The von Mosch family is no stranger to the backpack-like device strapped onto 9-month-old daughter Ella’s back. In fact, even Ella is already accustomed to the Velcro straps and the two hearing devices that are now her constant companions. On August 17, 2006, Ella underwent cochlear implant surgery to restore the hearing she lost shortly after birth, just as her older brother did nearly a year ago (the cause of the siblings’ hearing loss has not been identified).

Ella has marked two other important milestones as well, not only receiving Midwest Ear Institute’s 600th cochlear implant surgery, but also being the youngest patient to ever have the surgery at Kansas City, Mo, facility—and the youngest to receive bilateral cochlear implants.

“It took us 25 years to hit the 500th cochlear implant mark, but only 16 months to reach 600 implants,” says Lisa Buckler, audiologist and Midwest Ear Institute clinical director. “Younger children are now candidates, opening the door for more people to access the technology.”
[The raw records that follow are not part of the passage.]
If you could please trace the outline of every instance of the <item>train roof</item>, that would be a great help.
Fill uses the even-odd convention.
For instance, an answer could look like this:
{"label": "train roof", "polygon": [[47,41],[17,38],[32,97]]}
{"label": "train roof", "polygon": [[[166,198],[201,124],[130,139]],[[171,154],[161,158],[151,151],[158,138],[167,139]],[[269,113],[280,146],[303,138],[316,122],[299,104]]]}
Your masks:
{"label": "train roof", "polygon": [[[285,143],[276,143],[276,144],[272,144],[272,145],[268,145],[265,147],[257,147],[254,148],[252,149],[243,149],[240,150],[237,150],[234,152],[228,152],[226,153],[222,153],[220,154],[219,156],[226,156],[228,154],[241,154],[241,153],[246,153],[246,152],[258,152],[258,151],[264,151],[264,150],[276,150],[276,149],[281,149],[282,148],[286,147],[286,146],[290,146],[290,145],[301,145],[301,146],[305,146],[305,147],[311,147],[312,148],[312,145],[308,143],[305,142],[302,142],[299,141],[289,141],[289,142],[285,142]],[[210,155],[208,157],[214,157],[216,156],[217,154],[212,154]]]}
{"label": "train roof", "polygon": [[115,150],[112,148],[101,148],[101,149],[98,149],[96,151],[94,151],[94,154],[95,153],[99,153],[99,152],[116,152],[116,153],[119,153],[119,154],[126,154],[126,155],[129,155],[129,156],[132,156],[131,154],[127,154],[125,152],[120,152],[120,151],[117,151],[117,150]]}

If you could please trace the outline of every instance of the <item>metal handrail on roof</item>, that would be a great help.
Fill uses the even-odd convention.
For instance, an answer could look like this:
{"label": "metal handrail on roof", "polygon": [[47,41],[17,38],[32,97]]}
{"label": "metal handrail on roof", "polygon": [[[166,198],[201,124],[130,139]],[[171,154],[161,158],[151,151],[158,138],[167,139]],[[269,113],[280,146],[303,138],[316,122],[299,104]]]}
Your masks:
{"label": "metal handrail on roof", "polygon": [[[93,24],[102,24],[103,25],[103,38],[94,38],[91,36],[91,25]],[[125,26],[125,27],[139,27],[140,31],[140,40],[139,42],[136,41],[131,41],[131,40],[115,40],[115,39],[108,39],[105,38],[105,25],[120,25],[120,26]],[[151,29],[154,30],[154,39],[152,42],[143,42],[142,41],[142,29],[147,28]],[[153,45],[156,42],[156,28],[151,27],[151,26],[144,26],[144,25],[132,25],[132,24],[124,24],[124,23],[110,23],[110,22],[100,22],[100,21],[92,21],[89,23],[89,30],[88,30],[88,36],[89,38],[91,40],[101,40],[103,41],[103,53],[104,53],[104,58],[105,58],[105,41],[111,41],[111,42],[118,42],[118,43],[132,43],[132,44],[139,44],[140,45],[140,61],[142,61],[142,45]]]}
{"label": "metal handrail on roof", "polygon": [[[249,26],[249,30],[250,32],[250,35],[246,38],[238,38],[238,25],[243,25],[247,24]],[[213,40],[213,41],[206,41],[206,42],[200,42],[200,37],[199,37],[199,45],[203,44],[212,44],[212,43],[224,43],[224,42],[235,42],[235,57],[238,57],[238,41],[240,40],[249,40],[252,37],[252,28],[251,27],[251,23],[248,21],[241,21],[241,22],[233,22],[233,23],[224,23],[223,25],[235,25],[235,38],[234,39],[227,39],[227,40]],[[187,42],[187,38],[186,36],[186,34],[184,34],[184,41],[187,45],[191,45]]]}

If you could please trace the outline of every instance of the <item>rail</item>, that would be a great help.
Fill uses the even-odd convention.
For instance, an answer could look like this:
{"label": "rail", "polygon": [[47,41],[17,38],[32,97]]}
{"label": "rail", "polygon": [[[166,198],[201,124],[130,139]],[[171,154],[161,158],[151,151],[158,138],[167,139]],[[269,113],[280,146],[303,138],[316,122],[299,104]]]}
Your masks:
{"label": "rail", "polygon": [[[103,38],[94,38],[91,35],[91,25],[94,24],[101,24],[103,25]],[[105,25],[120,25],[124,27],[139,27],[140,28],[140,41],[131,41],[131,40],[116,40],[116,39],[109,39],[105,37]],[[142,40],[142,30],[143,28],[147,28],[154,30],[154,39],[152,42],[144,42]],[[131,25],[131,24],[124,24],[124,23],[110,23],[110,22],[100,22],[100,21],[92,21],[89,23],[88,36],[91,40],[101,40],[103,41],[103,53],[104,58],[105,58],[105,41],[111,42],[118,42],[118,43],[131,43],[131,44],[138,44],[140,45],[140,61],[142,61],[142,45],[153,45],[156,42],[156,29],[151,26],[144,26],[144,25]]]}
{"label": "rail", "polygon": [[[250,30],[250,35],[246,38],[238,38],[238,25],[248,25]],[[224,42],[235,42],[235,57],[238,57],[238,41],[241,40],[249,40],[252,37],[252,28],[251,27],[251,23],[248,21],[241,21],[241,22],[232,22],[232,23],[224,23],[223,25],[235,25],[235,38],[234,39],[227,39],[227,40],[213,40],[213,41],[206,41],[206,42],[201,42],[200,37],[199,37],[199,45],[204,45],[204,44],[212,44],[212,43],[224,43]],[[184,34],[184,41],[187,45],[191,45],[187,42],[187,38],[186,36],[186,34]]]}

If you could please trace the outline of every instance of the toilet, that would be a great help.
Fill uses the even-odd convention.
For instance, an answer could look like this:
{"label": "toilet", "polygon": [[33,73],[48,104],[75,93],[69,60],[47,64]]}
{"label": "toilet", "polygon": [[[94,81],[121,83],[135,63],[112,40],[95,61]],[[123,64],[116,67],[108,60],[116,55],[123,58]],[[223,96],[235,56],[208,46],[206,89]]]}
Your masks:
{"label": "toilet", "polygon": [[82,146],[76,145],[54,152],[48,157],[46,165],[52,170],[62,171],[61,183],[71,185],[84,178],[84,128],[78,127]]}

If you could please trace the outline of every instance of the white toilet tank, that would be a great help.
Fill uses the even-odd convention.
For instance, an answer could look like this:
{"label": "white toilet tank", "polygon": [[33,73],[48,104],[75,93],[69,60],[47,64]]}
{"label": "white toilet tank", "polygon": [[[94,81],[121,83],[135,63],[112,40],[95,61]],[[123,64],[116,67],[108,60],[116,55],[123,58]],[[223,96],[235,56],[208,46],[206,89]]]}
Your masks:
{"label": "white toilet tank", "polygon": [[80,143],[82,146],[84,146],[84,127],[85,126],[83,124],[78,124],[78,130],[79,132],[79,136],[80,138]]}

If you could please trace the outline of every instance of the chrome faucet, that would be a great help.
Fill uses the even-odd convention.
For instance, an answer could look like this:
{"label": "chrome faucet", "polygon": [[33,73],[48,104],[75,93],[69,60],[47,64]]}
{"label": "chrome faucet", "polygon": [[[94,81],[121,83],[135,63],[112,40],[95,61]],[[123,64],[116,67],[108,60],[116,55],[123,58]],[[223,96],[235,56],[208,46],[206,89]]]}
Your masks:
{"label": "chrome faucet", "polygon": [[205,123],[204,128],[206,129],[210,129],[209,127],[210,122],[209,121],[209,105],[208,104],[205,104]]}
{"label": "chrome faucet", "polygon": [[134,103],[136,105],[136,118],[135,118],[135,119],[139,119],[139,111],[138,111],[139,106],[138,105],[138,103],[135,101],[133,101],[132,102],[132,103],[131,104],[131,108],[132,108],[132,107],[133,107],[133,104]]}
“Ella was implanted with a multi-channel electrode array, with each electrode responsible for a different pitch range,” she says. “She’ll be able to hear well enough to develop speech just as any other toddler would.”

Ella underwent the initial stimulation or “turning on” of the implant August 28, at which time Buckler tested and adjusted the electrodes’ function and allowed Ella to hear again. Ella’s parents, neither of whom have hearing loss themselves, are thrilled with the results of their son’s surgery—he began speaking just 8 months after he received the implants—and look forward to the strides Ella will make.

“Now, 10 months after our son was implanted and not even a month after our daughter was implanted it’s like our family leads a different life,” says Doug van Mosch. “The fear that we had before is gone and instead of the constant reminders that our kids are deaf, we find ourselves forgetting that they are. It’s like night and day.”